We want to add NER component into the blank model. Current there is nothing in the pipeline. So when we add NER into the pipeline thats all we need to solve our usecase.

In [23]:
print(nlp.pipe_names)

[]


In [24]:
ner = nlp.create_pipe('ner')
nlp.add_pipe(ner)

In [25]:
print(nlp.pipe_names)

['ner']


#### Step 4 : Add the Labels which you want the NER to predict

Once we add the NER to pipeline, we need to tell what we want the NER to predict. We tell that by adding the labels to the model.

In [5]:
# Add the label 'GADGET' to the entity recognizer
ner.add_label("OLDVERSION")
ner.add_label("NEWVERSION")

#### Step 5 : Train the model to predict the new customer entities  

Now we have the model created, NER added to the pipeline and have told the model what labels we want the NER to predict.

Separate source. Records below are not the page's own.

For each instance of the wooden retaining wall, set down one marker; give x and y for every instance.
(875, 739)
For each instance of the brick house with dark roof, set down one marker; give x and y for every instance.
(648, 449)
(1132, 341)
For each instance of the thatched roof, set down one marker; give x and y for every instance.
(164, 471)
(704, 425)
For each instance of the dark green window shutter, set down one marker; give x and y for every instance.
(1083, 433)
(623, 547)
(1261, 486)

It is time now to train the model:

- Start the training using begin_training
- Iterate through the training dataset 
- Shuffle the dataset at every iteration
- Update the model

In [7]:
import random

# Start the training
nlp.begin_training()

# Loop for 10 iterations
for itn in range(10):
    # Shuffle the training data
    random.shuffle(training_data)

    # Batch the examples and iterate over them
    for batch in spacy.util.minibatch(training_data, size=2):
        texts = [text for text, entities in batch]
        annotations = [entities for text, entities in batch]
        
        # Update the model
        nlp.update(texts, annotations) 

#### Step 6: Testing your model and visualizing the predictions

Once we have the trained model, all we have to do is the testing. Check whether the model is performing well.

In [15]:
testing_data = ['87827728 should be stopped selling immediately due to malfunctioning issues and start selling 98987872',
             "START SELLING 87987298",
             "97987893 is the new item which is replacing the 88798990"]

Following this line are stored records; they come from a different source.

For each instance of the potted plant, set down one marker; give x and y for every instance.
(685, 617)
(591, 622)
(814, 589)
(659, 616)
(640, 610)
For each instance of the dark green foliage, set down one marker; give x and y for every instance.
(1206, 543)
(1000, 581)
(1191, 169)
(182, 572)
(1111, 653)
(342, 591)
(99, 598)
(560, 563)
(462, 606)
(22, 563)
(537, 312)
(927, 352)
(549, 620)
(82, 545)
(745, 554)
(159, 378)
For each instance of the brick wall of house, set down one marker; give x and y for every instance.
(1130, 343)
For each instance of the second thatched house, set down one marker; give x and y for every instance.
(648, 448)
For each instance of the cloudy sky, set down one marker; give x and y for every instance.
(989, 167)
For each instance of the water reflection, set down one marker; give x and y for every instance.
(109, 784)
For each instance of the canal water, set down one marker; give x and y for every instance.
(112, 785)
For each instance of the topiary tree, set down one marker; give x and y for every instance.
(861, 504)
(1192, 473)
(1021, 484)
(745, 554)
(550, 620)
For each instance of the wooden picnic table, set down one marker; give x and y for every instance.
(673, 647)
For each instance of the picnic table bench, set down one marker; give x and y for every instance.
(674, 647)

# Processing each text in testing data
for doc in nlp.pipe(testing_data):
    print(doc.text)
    displacy.render(doc, style='ent', jupyter = 'True', options={'colors' : {'OLDVERSION' : "#f5540f" , "NEWVERSION" : '#089927'}})
    for ent in doc.ents:
        print(ent.text, ent.label_)
    print('------------------')

87827728 should be stopped selling immediately due to malfunctioning issues and start selling 98987872


87827728 OLDVERSION
98987872 NEWVERSION
------------------
START SELLING 87987298


87987298 NEWVERSION
------------------
97987893 is the new item which is replacing the 88798990


97987893 NEWVERSION
88798990 OLDVERSION
------------------


We just saw how easy and simple it is to build your own model and customizing it. 


Any machine learning model is just as good as the data you provide to it to learn. If the data is not good enough, model will not be intelligent. The only way to make it more intelligent is giving it more data not of the same kind but of various kinds covering all the scenarios.